Accordingly, Gore calls the our consumption habits an “addiction.” Civilization is termed clinically “dysfunctional.” His opponents are in psychological “denial.” The politically ambivalent electorate has grown psychologically numb in order to “anesthetize their conscience.” Social leaders such as businessmen, marketers, and politicians are called “enablers.” In sum, society is sick, and only a therapist-in-chief can cure it. Stuart Smalley, meet the Unibomber.


If Al Gore wants to be president, it’s high time we found out who he is.


Only by rooting-out the mental illnesses inflicted by the Enlightenment and making environmental protection “the central organizing principle of civilization” can mankind be saved. Now, think about this for a moment. The “central organizing principle” of American government is, for the time being, the protection of the natural rights of life, liberty, and the pursuit of happiness. That will have to change, according to Gore, given the need for “embarking on an all-out effort to use every policy and program, every law and institution, every treaty and alliance, every tactic and strategy, every plan and course of action — to use, in short, every means to halt the destruction of the environment and to preserve and nurture our ecological system.”

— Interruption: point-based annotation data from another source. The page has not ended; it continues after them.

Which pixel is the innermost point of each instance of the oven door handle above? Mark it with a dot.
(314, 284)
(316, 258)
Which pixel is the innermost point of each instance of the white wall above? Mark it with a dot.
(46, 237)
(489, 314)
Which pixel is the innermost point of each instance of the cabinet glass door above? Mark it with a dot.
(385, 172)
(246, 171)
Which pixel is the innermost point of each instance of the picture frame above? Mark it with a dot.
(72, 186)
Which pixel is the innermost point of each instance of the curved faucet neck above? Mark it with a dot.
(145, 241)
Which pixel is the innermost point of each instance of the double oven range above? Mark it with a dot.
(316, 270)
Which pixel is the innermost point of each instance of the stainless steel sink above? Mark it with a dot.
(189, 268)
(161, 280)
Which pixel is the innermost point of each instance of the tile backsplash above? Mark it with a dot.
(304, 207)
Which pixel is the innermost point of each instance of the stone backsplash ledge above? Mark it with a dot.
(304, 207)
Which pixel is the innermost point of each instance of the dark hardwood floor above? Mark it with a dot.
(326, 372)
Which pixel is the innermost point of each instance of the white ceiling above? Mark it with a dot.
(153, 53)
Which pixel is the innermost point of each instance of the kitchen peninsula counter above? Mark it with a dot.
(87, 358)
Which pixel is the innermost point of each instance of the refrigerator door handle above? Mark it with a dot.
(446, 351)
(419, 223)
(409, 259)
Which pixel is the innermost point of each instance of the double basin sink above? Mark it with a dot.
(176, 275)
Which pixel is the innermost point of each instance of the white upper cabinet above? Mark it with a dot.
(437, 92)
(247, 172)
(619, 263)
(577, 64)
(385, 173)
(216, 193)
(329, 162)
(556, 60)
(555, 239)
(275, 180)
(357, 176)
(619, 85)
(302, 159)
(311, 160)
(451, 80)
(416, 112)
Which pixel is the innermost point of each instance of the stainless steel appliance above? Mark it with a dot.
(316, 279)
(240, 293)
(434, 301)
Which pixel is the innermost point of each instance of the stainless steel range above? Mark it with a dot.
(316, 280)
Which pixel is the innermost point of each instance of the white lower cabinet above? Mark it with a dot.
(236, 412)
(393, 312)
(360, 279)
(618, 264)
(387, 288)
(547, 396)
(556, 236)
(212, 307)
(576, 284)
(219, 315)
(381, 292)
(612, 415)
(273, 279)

Read that again. And in case you missed the full implications of that battle-cry, Gore immediately goes on to argue that “Minor shifts in policy, marginal adjustments in ongoing programs, moderate improvements in laws and regulation, rhetoric offered in lieu of genuine change — these are all forms of appeasement, designed to satisfy the public’s desire to believe that sacrifice will not be necessary.” If you can square that passage with “a pitch for the status quo,” then you have a future in political consulting.

When Jerry Brown campaigned on a watered-down version of this sort of platform 25 years ago, he was derided as “Governor Moonbeam” and hooted out of national politics. Al Gore has gotten away with it, however, for three reasons. First, he seldom discusses this stuff anymore outside of environmentalist meeting halls. Second, his absorption in internet and telecommunications policy shields him from the charges of ludditism that haunted Brown. Third, and perhaps most importantly, it’s hard to reconcile his radical rhetoric with his wooden, earnest, low-key, boy-scout demeanor. In other words, Al Gore — like many a book — is being judged by his cover, not his contents.

There are only three possibilities: either Al Gore is a shameless demagogue (defined by H.L. Menken as “one who preaches doctrines he knows to be untrue to men he knows to be idiots”), a dangerous fanatic (“The struggle to save the global environment is in one way much more difficult than the struggle to vanquish Hitler, for this time the war is with ourselves. We are the enemy”), or a man who no longer believes the radical nonsense he once embraced so fervently seven years ago. If Al Gore wants to be president, it’s high time we found out who he is.